A Galvanic cell, also known as a voltaic cell, is an electrochemical cell that derives electrical energy from spontaneous redox reactions taking place within the cell. It usually consists of two different metals connected by a salt bridge, or individual half-cells linked by a conductive solution.

Each metal in a Galvanic cell has its own standard reduction potential. By comparing the potentials of two half-reactions, one can determine which metal acts as an anode (oxidation occurs) and which acts as a cathode (reduction occurs). The difference in potential between anode and cathode is equal to the electrical voltage that the cell can produce.

Key Components of a Galvanic Cell:

• Anode: Where oxidation occurs, and electrons are produced.
• Cathode: Where reduction occurs, and electrons are consumed.
• Electrolyte: Conductive solution allowing ion transfer.
• Salt bridge: Maintains electrical neutrality.

By connecting the anode and cathode externally, electrons can flow and produce useful electrical work.

Electron Exchange in Reactions

Electron exchange is the fundamental process that drives electrochemical reactions. It is the movement of electrons from one reactant (oxidizing agent) to another (reducing agent), leading to changes in the oxidation states of the atoms or ions involved.

The number of electrons exchanged can be determined by balancing the oxidation and reduction half-reactions for mass and charge. This process ensures that the net charge before and after the reaction remains the same, which is essential for the conservation of charge. In an electrochemical cell, this electron exchange generates an electrical current which can be measured and harnessed for power.

Faraday's Law of Electrolysis

Faraday's law of electrolysis quantitatively relates the amount of electric charge passed through a solution to the amount of substance that is deposited at the electrode. Michael Faraday formulated these laws, which are essential in the field of electrochemistry, particularly in electrolysis.

The first law states that the mass of a substance altered at an electrode during electrolysis is proportional to the quantity of charge passed. The second law states that for the same quantity of charge passed, the mass of substance altered at the electrode is proportional to its equivalent weight.

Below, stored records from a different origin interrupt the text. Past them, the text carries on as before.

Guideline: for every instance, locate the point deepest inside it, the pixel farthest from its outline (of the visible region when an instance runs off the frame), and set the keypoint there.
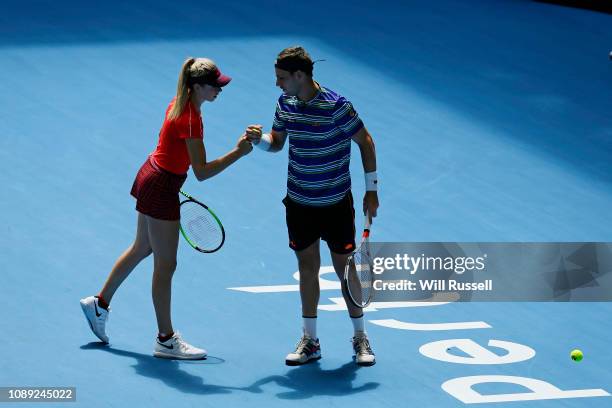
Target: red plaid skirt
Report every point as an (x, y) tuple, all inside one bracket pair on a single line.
[(156, 191)]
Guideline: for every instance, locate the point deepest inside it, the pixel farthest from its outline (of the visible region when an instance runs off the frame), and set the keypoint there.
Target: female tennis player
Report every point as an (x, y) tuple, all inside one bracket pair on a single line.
[(156, 189)]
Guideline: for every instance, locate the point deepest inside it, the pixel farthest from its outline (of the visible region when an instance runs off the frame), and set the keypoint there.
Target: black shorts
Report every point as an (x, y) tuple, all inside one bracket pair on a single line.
[(335, 224)]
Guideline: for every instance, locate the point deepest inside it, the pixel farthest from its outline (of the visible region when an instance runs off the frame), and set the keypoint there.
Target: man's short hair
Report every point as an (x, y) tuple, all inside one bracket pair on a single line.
[(294, 59)]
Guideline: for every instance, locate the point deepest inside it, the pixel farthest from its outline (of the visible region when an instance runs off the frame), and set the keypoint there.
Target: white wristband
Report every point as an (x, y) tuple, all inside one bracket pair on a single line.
[(265, 143), (371, 181)]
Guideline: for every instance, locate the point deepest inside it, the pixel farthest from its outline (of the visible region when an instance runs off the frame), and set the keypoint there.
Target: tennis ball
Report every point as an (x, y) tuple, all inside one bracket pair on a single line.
[(576, 355)]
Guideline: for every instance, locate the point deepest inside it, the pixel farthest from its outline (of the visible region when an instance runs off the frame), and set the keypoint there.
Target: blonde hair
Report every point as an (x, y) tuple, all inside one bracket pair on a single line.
[(193, 69)]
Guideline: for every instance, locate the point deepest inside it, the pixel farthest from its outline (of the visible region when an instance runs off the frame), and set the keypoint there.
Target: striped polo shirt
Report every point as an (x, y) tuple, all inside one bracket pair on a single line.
[(319, 133)]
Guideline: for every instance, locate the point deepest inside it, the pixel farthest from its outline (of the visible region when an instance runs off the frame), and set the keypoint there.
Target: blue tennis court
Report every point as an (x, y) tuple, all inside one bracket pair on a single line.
[(491, 121)]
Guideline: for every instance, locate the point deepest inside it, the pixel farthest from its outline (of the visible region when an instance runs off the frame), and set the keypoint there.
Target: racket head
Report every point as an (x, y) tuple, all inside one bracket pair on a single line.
[(201, 227), (359, 276)]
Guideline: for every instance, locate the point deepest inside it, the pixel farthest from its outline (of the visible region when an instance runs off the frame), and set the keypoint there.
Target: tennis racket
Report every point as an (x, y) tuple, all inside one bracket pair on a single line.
[(200, 226), (358, 272)]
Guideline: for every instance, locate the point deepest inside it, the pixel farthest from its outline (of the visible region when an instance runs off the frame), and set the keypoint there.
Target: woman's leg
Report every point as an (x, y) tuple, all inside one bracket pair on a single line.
[(163, 236), (125, 264)]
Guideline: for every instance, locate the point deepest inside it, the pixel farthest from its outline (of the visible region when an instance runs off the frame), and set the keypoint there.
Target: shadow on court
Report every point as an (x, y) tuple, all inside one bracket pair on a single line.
[(167, 371), (310, 380)]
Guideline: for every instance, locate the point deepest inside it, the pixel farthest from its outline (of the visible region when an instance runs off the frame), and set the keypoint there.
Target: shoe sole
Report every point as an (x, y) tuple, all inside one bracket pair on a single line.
[(296, 363), (83, 308), (159, 354)]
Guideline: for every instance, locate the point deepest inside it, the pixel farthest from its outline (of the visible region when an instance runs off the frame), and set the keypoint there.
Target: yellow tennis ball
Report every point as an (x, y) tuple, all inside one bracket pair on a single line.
[(576, 355)]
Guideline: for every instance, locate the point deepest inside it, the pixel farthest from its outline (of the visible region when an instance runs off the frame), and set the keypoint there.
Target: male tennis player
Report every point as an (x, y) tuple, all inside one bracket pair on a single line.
[(319, 204)]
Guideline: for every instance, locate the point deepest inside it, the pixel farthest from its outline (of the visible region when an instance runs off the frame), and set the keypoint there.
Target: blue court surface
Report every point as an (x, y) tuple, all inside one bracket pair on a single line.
[(492, 122)]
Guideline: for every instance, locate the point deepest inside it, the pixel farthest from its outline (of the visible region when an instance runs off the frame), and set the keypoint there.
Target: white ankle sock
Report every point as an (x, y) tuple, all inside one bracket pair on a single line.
[(310, 326), (358, 324)]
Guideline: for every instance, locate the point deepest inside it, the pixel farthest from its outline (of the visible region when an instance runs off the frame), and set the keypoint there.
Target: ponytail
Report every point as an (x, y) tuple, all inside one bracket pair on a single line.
[(182, 90)]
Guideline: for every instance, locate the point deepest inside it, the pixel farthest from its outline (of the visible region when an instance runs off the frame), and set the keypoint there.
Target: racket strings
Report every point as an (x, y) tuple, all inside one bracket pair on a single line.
[(200, 226), (360, 276)]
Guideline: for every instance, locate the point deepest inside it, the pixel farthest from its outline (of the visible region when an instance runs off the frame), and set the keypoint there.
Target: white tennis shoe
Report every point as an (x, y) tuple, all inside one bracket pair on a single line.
[(364, 356), (177, 348), (96, 317)]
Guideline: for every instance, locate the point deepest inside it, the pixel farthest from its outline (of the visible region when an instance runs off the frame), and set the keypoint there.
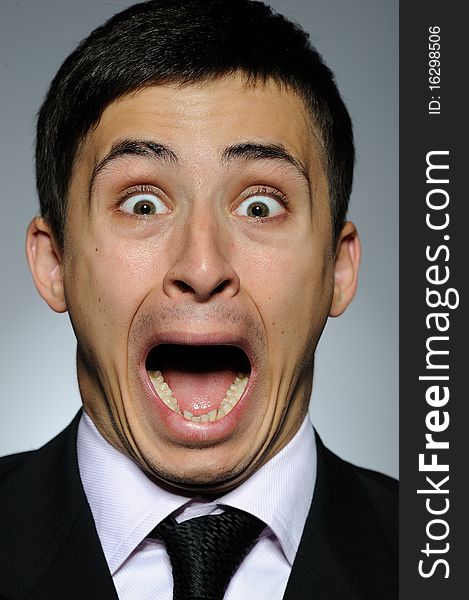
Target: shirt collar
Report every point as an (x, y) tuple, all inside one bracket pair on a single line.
[(126, 504)]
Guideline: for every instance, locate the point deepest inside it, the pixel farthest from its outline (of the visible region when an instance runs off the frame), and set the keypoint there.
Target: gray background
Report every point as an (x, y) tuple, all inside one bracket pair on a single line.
[(355, 401)]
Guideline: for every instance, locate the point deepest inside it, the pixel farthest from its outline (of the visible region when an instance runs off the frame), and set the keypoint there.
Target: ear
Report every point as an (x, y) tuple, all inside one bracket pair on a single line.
[(347, 262), (45, 261)]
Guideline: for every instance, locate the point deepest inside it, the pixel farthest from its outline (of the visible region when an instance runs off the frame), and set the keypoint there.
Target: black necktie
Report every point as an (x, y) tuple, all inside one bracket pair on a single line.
[(206, 551)]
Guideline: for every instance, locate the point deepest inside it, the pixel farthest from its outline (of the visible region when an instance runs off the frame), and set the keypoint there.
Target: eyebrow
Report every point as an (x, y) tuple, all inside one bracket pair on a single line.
[(132, 148), (240, 151), (257, 151)]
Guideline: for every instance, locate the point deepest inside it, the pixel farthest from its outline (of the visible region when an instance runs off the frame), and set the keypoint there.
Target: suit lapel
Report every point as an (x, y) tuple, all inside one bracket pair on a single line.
[(52, 543), (343, 551)]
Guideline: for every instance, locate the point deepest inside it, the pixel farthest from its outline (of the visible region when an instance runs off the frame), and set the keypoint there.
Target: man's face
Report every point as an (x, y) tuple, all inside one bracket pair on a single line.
[(198, 248)]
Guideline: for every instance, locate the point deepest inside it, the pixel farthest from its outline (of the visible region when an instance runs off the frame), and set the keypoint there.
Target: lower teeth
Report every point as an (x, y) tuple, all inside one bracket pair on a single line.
[(233, 394)]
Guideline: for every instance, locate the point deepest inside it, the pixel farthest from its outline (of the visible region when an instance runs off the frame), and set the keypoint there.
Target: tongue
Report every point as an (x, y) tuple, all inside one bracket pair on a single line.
[(199, 392)]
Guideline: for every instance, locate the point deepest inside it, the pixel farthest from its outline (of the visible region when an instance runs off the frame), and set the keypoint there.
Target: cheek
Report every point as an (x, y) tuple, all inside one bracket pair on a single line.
[(105, 285), (292, 290)]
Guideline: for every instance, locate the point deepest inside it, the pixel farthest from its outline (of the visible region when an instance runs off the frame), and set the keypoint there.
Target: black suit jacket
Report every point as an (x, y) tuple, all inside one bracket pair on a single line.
[(49, 548)]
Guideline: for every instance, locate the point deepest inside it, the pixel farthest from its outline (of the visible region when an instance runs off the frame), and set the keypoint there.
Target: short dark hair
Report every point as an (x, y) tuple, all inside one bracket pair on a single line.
[(184, 41)]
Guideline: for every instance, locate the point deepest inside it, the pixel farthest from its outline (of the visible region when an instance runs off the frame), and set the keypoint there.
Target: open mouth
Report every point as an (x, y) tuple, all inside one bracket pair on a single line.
[(201, 383)]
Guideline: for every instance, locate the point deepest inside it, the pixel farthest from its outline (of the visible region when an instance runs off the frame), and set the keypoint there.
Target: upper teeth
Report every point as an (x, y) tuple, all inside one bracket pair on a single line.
[(233, 394)]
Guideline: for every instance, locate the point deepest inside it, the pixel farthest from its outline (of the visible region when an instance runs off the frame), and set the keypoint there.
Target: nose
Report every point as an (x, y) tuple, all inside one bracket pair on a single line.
[(202, 265)]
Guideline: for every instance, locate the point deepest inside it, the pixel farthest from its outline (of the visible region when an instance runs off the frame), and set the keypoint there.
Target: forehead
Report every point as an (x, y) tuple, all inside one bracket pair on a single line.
[(200, 120)]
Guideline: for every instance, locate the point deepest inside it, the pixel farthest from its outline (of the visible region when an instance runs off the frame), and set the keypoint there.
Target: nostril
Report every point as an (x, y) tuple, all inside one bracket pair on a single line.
[(220, 287), (183, 286)]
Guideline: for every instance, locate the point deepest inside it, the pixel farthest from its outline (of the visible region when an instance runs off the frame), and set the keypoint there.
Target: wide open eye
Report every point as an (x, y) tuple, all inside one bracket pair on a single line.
[(144, 203), (260, 206)]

mathematically, the law can be expressed as:
$$ Q = n \times F $$where Q is the total charge in coulombs, n is the number of moles of electrons, and F is the Faraday constant, approximately equal to 96485 coulombs per mole of electrons. This principle is crucial in calculating the amount of reactant consumed or product generated in an electrochemical cell, and plays a role in battery design, metal plating processes, and the production of pure substances.